Page 2 of Merciless


Font Size:  

“I heard about your little hobby,” she said and her gaze fell on the drawing under her glass. “Oops. That one’s ruined”, she picked up the wine, then the piece of paper and I snatched it from her hand. She was right. It was ruined. I squeezed it in my fist.

She was a nasty person. Not that I didn’t poke her every time I got the chance, but telling dad about her alcohol abuse was an empty threat and she knew it. I wouldn’t tell him. It would benefit her. She would get help. Sympathy. Eventually she would get better.

I wanted her to get worse.

I wanted her to suffer. To feel lonely, deserted, rejected, and weak. Like she made me feel every single day of my life.

Sylvia tried to walk towards me but those stilettos she always wore weren’t the best option if you want to get hammered. She lost balance, leaned over my bed, spilled her drink on my blanket, and laughed like a maniac.

“It’s barely ten, Sylvia,” I growled and rubbed my forehead. Sometimes I wanted to do violent things to my mother.

She ignored the fact that I called her by her name. When I started doing that few years ago, she threw tantrums like a toddler. It pissed her off so much, she lost control over herself, and the perfect facade she maintained her whole life cracked each time.

These days it didn’t even make her roll her eyes at me. I had to up my game.

“How long have you been doing these?” she asked pointing at my desk.

“Let’s not pretend you care.”

“I don’t. But I don’t want to be embarrassed either. Do you have any idea how it looks to people when they talk about stuff like that, and they find out I don’t know what you’re doing?”

“Probably it looks exactly like it is”, I murmured.

“Are you suggesting something?” she was half-sitting half-lying on my bed.

“Only that you stopped being a mother the moment your son left this house, even though you had a fourteen-year-old to look after?”

“Cry me a river”, Sylvia dragged. “Your constant whining is so annoying. I can’t even look at you.”

“Soon you won’t have to,” I smiled. The school year started the next day.

“Yes, finally. I’ll get rid of you after graduation. Like I always wanted to.”

“Well, not exactly like you wanted to,” I reminded her.

She didn’t deny it. I always knew I was the unexpected child. Not a surprise, but bad news. She joked about my dad convincing her to keep me ever since I was a little girl.

“Obviously,” she finally said. “I could have had a few good years but no. You had to happen.”

“Get out of my room,” I said through clenched teeth.

“With pleasure.”

I could probably go wash my hair for the time she spent taking her shoes off and getting out, but I waited silently.
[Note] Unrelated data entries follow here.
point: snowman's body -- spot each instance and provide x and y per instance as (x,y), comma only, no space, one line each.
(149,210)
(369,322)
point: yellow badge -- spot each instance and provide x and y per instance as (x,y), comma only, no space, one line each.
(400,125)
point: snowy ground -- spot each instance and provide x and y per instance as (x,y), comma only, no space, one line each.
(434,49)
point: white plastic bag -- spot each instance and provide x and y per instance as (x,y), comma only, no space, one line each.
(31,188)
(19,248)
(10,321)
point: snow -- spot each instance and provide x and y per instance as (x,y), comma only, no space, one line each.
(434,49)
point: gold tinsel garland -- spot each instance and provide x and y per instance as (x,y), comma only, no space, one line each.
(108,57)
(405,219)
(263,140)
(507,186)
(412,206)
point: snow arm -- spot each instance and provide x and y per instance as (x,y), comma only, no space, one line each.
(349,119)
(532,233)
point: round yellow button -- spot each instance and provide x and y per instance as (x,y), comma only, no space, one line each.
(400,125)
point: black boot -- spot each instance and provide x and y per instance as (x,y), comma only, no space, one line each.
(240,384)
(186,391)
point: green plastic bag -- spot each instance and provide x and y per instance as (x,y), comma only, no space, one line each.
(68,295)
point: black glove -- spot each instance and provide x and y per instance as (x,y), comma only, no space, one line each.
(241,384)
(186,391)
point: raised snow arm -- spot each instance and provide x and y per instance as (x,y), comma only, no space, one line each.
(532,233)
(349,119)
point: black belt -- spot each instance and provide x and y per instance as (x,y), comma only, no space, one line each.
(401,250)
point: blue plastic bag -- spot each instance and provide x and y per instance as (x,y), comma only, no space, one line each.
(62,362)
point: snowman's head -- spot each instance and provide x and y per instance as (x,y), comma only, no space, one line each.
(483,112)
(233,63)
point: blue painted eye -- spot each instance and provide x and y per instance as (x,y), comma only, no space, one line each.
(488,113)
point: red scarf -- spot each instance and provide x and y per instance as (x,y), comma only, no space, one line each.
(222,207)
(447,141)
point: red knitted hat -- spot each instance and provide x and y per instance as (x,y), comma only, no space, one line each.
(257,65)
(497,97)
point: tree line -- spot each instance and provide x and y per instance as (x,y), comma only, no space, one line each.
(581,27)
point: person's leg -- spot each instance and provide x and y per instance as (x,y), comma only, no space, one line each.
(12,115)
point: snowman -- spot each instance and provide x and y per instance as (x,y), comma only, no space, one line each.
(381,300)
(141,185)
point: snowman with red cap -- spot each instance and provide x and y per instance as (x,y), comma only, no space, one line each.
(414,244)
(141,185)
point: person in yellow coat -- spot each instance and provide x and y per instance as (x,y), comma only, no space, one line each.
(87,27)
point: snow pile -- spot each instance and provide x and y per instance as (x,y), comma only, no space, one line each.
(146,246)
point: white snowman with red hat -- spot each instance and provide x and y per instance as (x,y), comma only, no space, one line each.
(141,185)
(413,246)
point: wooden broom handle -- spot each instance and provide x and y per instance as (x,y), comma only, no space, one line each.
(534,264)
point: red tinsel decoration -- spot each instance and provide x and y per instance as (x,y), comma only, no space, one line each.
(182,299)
When she was finally out the door, I cracked a window behind the curtains just to get some fresh air. Then I collected all the candles and dumped them in her room.
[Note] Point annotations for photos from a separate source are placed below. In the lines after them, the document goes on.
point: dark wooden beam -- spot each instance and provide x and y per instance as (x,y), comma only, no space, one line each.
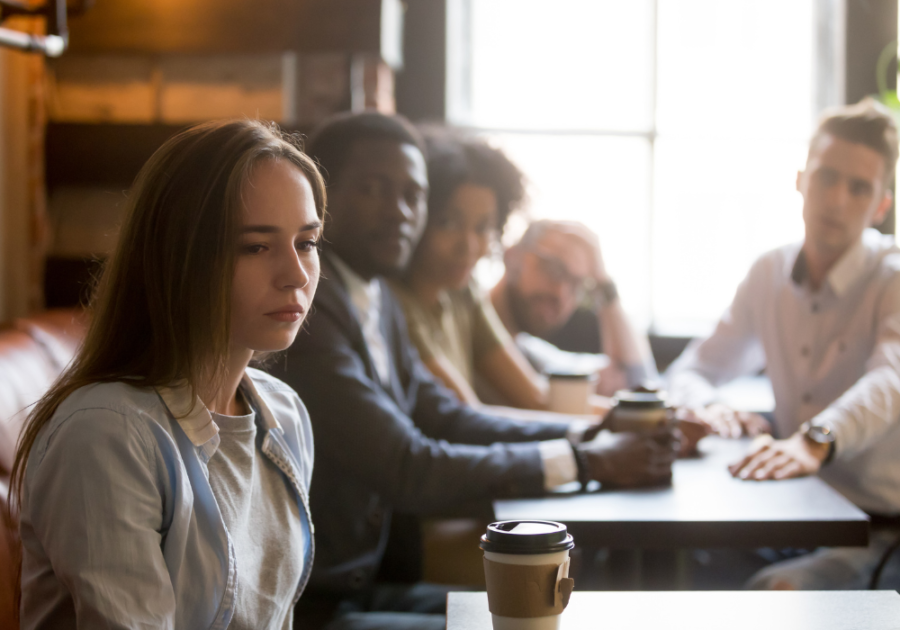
(227,26)
(421,85)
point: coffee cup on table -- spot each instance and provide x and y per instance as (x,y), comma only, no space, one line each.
(526,568)
(639,412)
(570,392)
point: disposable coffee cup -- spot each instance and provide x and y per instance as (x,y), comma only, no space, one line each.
(526,568)
(639,412)
(571,392)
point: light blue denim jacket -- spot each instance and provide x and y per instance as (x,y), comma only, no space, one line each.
(119,525)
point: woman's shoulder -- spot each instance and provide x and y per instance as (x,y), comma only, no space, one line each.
(101,415)
(277,393)
(115,396)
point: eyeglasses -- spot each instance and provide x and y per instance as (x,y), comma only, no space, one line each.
(557,272)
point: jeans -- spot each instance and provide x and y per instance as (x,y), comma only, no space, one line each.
(835,568)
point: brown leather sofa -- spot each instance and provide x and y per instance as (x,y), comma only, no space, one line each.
(33,353)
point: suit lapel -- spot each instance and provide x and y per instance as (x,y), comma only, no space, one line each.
(332,297)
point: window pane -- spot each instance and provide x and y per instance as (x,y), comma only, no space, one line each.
(735,109)
(576,64)
(602,182)
(717,209)
(732,68)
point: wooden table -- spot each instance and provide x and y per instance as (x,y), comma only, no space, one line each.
(704,508)
(710,610)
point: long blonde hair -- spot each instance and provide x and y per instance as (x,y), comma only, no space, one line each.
(161,311)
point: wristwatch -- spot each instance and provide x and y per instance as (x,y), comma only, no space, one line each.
(604,294)
(821,435)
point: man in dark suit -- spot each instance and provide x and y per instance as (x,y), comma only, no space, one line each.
(387,435)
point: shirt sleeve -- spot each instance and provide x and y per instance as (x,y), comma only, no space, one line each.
(488,332)
(420,333)
(731,351)
(872,405)
(94,503)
I kneeled down next to my bed and pulled out the shoe box. I wanted to make sure she hadn’t found it. I started counting. Everything was as I left it. I could still pull it off. Not now because the amount I had wasn’t enough. But I could do it by graduation.

And it was going to crush my mother. I wanted to say that it would break her heart, but a long time ago I found out she didn’t have one.

The next morning, I woke up in total darkness. The left side of my face was numb since I probably spent the last few hours sleeping on my book instead of my pillow.

It was the first day of my senior year. Even though it was the beginning of the year, it felt like some kind of an ending. I sat up in my bed, facing my thick curtains, thinking about Lucas.

Soon we won’t be living across from each other.

The thought ripped something inside my chest, and, in a moment of weakness, I went to the window. I drew the curtains open. The sun blinded me for a second.

Lucas’s curtains were wide open. He wasn’t scared that I might watch him. He loved being watched. It was a part of his personality.